Dinero de su patrimonio personal se ha utilizado en reiteradas ocasiones para acondicionar la iglesia de la Inmaculada o la ermita de Tices. "La restauración más importante la ha realizado la Junta de Andalucía. Un día, el Consejo de Estado celebró reunión en Sevilla y me senté junto a Manuel Chaves, persona que acogió con mucho interés y efectividad el problema que le planteé sobre la situación de casi ruina de la iglesia. Pronto comenzaron las obras por lo que estoy muy agradecido al presidente de los andaluces".

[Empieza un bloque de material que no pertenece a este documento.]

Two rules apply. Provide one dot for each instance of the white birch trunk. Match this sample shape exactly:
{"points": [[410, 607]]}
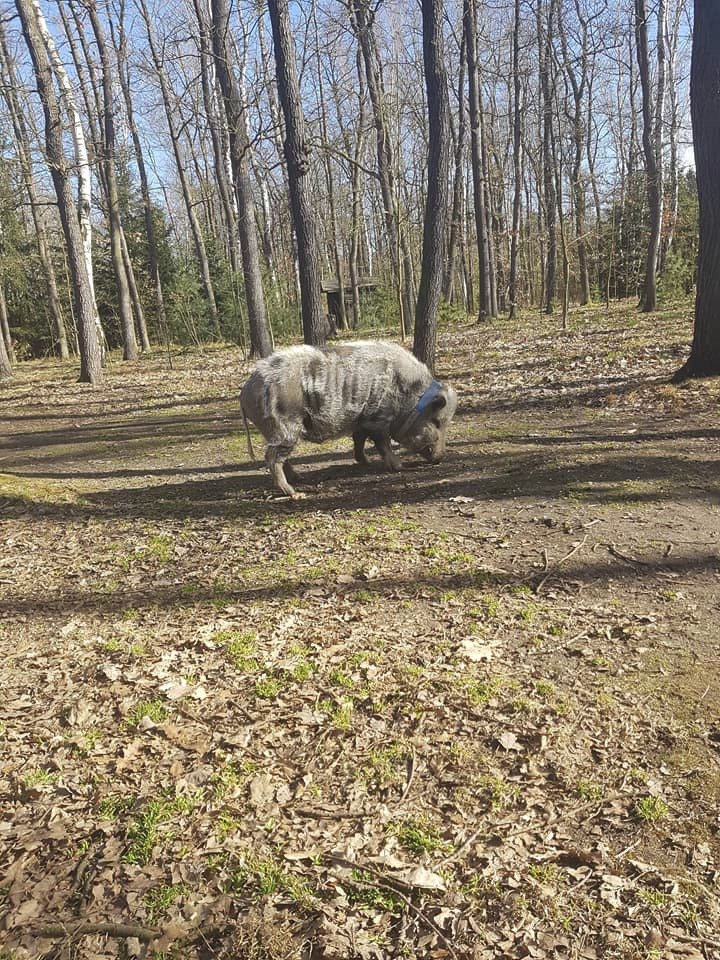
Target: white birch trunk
{"points": [[81, 155]]}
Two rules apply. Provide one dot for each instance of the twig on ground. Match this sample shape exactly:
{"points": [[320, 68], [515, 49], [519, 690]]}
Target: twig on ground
{"points": [[556, 566], [411, 776], [119, 931], [624, 556], [393, 886]]}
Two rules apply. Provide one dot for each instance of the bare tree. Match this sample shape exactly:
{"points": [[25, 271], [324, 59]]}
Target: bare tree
{"points": [[6, 370], [517, 161], [482, 231], [199, 243], [437, 206], [704, 357], [652, 142], [260, 339], [82, 160], [10, 91], [362, 19], [297, 157], [60, 170], [130, 351], [119, 39]]}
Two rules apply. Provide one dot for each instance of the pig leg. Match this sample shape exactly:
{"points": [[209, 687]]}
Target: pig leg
{"points": [[382, 445], [359, 438], [276, 456]]}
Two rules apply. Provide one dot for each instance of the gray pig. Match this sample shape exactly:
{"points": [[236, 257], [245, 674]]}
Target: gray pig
{"points": [[368, 389]]}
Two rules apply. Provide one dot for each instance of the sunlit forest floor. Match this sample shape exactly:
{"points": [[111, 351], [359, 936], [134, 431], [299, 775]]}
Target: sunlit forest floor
{"points": [[466, 711]]}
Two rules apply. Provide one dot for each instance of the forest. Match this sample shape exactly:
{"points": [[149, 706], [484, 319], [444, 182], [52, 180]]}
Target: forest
{"points": [[568, 166], [457, 707]]}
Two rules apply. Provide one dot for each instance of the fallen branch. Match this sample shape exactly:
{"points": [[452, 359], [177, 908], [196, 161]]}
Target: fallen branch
{"points": [[623, 556], [556, 566], [120, 931], [392, 885]]}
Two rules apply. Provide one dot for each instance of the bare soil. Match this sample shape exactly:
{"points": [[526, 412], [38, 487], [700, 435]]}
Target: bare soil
{"points": [[467, 711]]}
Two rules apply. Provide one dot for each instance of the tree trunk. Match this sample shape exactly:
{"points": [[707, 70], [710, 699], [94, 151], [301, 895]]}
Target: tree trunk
{"points": [[547, 87], [437, 204], [152, 252], [653, 162], [400, 257], [22, 140], [208, 68], [130, 351], [517, 173], [260, 339], [458, 182], [6, 370], [297, 157], [329, 179], [704, 358], [476, 156], [84, 173], [84, 301], [199, 243]]}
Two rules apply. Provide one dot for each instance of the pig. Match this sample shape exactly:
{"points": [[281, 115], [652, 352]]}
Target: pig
{"points": [[367, 389]]}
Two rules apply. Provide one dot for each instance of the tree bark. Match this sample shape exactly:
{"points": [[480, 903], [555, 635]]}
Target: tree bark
{"points": [[547, 87], [6, 371], [704, 357], [400, 256], [653, 161], [83, 298], [208, 68], [297, 157], [437, 206], [458, 181], [485, 309], [120, 45], [130, 350], [22, 140], [84, 205], [517, 172], [260, 339], [199, 243]]}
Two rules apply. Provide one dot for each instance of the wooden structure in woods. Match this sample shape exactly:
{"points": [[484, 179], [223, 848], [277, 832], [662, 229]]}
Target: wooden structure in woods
{"points": [[331, 289]]}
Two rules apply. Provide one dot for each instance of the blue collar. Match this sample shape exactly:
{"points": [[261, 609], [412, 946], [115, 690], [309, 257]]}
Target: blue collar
{"points": [[429, 395]]}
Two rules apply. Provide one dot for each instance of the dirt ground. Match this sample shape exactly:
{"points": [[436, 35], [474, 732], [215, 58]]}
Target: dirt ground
{"points": [[468, 711]]}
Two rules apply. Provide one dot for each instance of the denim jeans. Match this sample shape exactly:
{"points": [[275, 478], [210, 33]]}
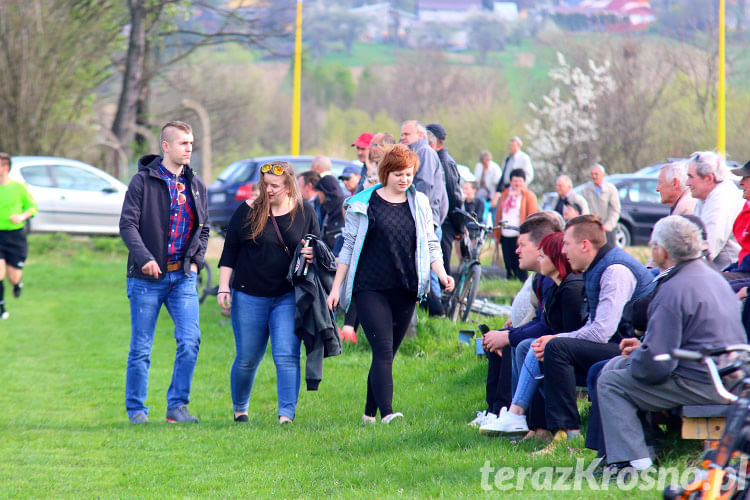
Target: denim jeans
{"points": [[254, 319], [529, 370], [178, 293]]}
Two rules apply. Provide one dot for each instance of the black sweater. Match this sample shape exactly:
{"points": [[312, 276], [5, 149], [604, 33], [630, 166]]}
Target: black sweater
{"points": [[260, 266]]}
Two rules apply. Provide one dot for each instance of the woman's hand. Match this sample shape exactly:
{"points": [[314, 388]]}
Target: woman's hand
{"points": [[307, 252], [333, 298], [224, 299], [447, 281]]}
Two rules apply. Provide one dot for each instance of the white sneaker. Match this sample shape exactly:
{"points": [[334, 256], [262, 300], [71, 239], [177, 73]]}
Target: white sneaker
{"points": [[485, 417], [506, 423], [479, 419]]}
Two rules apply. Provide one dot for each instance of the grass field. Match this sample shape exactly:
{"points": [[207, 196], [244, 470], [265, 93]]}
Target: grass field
{"points": [[64, 431]]}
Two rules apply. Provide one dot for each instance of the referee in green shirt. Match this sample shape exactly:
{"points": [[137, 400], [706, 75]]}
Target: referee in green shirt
{"points": [[16, 205]]}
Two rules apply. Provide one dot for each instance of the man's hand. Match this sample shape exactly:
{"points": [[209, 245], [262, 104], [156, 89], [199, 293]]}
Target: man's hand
{"points": [[18, 218], [539, 346], [495, 340], [151, 268], [629, 345]]}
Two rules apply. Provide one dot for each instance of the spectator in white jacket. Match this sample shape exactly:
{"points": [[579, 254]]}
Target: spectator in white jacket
{"points": [[719, 202]]}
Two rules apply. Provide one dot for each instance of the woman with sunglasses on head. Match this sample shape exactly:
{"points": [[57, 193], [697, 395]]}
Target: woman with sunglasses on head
{"points": [[260, 241], [389, 248], [562, 313]]}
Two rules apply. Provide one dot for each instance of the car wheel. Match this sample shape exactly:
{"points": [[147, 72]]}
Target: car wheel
{"points": [[622, 235]]}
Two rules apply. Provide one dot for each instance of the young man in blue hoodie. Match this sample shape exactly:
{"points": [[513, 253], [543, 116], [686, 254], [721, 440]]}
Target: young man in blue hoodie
{"points": [[164, 224]]}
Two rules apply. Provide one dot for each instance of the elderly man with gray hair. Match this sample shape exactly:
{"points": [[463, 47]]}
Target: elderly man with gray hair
{"points": [[516, 159], [603, 200], [719, 203], [672, 186], [681, 315]]}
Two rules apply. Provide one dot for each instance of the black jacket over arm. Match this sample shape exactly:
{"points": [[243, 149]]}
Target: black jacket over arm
{"points": [[314, 323]]}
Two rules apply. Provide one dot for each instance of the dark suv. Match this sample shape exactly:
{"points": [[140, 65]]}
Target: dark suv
{"points": [[237, 182]]}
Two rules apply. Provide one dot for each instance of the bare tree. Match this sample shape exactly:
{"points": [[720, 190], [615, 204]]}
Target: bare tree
{"points": [[157, 41], [53, 54]]}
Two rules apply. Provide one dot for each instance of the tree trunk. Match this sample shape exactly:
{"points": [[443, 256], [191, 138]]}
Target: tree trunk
{"points": [[132, 81]]}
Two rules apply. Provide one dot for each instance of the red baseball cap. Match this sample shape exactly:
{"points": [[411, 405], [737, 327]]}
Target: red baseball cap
{"points": [[363, 141]]}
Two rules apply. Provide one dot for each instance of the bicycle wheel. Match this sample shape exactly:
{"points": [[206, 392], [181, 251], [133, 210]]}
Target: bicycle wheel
{"points": [[203, 284], [468, 292]]}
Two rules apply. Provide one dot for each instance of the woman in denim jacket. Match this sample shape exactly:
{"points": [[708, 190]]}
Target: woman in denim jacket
{"points": [[389, 248]]}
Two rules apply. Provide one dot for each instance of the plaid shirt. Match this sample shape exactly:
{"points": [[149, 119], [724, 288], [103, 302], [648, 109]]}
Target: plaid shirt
{"points": [[181, 213]]}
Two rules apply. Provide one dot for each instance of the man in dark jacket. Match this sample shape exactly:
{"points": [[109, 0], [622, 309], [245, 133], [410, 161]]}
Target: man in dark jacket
{"points": [[164, 224], [681, 315], [331, 210]]}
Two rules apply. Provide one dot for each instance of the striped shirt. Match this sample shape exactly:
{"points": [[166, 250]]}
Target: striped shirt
{"points": [[181, 213]]}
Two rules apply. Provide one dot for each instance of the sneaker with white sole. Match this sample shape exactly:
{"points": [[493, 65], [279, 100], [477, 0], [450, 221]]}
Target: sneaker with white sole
{"points": [[390, 418], [507, 423]]}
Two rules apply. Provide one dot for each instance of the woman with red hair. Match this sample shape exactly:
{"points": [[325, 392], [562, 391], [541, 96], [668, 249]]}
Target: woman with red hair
{"points": [[562, 313]]}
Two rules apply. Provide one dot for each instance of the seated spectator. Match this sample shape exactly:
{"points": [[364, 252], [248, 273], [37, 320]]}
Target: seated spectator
{"points": [[612, 280], [566, 197], [719, 203], [331, 210], [524, 313], [562, 313], [681, 315], [516, 203]]}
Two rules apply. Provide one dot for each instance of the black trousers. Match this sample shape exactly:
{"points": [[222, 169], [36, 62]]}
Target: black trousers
{"points": [[385, 317], [510, 258], [563, 358], [446, 244]]}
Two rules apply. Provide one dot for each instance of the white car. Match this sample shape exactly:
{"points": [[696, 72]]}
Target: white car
{"points": [[73, 197]]}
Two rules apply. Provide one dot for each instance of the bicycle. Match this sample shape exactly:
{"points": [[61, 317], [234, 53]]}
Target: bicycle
{"points": [[470, 273], [724, 478]]}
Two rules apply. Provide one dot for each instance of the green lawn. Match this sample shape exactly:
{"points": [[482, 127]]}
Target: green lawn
{"points": [[64, 431]]}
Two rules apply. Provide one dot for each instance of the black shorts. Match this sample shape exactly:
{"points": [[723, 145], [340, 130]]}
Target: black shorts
{"points": [[13, 247]]}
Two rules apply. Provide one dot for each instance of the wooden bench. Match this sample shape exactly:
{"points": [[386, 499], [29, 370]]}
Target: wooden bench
{"points": [[703, 421]]}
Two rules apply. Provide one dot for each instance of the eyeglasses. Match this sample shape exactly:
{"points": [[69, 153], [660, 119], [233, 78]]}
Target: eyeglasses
{"points": [[272, 168]]}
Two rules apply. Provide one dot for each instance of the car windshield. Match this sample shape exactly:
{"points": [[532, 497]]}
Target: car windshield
{"points": [[237, 171]]}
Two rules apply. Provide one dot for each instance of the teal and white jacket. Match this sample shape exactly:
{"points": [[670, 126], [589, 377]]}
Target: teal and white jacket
{"points": [[355, 231]]}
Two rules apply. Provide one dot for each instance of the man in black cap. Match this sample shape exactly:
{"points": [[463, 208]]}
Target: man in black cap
{"points": [[454, 224]]}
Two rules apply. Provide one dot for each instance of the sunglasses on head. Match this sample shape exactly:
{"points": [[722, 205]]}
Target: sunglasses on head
{"points": [[272, 168]]}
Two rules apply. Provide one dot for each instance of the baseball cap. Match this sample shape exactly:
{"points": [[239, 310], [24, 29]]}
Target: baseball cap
{"points": [[348, 171], [437, 130], [363, 141]]}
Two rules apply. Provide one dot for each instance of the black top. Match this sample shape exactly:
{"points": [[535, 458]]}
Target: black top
{"points": [[260, 266], [563, 310], [388, 258]]}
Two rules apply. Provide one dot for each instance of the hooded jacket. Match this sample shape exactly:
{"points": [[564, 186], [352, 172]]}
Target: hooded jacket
{"points": [[355, 231], [332, 210], [144, 222], [314, 323]]}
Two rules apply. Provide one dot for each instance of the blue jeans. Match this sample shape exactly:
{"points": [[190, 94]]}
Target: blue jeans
{"points": [[178, 293], [254, 319], [529, 370]]}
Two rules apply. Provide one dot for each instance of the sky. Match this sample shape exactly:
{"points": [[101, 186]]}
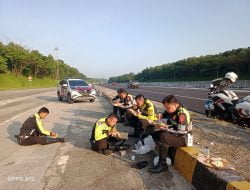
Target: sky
{"points": [[104, 38]]}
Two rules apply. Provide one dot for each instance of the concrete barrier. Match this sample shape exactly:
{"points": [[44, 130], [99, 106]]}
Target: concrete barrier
{"points": [[186, 163]]}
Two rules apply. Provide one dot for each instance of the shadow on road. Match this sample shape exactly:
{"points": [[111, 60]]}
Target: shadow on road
{"points": [[13, 129], [47, 98]]}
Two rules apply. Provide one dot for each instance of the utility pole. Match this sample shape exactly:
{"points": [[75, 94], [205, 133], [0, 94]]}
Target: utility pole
{"points": [[57, 63]]}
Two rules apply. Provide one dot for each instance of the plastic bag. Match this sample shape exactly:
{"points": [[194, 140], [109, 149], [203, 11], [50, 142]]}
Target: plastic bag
{"points": [[149, 145], [168, 161]]}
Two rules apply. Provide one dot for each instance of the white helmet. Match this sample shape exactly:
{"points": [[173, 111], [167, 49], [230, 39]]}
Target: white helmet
{"points": [[231, 76]]}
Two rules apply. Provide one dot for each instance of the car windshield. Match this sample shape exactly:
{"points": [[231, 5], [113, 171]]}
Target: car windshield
{"points": [[77, 83]]}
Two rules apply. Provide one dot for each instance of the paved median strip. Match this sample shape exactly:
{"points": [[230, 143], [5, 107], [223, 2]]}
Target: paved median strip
{"points": [[196, 173]]}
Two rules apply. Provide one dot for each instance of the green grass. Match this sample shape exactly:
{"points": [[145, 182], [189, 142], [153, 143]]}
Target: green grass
{"points": [[9, 81]]}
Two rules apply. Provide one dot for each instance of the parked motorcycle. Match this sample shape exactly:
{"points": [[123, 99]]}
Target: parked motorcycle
{"points": [[225, 104]]}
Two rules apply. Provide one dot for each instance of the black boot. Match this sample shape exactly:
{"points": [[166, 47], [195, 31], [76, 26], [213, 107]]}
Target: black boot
{"points": [[160, 167], [49, 140]]}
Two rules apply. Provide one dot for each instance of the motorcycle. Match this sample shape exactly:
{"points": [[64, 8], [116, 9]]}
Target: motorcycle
{"points": [[224, 104]]}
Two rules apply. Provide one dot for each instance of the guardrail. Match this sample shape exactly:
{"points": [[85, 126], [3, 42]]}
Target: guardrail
{"points": [[195, 84], [201, 177]]}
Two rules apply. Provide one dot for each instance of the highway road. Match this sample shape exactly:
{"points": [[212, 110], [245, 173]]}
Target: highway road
{"points": [[192, 98], [69, 165]]}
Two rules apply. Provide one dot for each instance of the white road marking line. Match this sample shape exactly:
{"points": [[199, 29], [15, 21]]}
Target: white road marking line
{"points": [[203, 89], [175, 95], [4, 102], [14, 117], [62, 162]]}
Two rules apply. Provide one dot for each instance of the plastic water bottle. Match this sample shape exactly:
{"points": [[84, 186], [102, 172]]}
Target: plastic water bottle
{"points": [[189, 139], [206, 152], [132, 156]]}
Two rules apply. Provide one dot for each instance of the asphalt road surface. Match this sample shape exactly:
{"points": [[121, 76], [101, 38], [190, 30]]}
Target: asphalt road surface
{"points": [[69, 165], [192, 98]]}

Su prudencia y tacto se demostró un día después de celebrarse un Consejo de Ministros, presidido por Felipe González. Acudió hasta Ohanes el presidente del Consejo de Estado, Fernando Ledesma, ex ministro de Justicia, para imponerle una condecoración aprobada por el Gobierno socialista, por su dedicación. Al alcalde democrático de Ohanes en el periodo 1979-2003, el cartero Pedro García Ferre le anunció el acuerdo y la visita de Ledesma unas horas antes para no romper la tranquilidad de la vida municipal de su Ohanes del alma que lo recuerda diariamente con la Plaza Miguel Vizcaino, punto de encuentro.
Fue uno de los primeros impulsores del turismo con el apoyo dado a los constructores del hotel Aguadulce, junto al general, muy querido y apreciado en Alcolea y en Roquetas de Mar, Máximo Cuervo, compañero en el Consejo de Estado. Acompañó a Franco para la inauguración del aeropuerto de Almería en 1968. Apostó por el desarrollo tecnológico con la ubicación.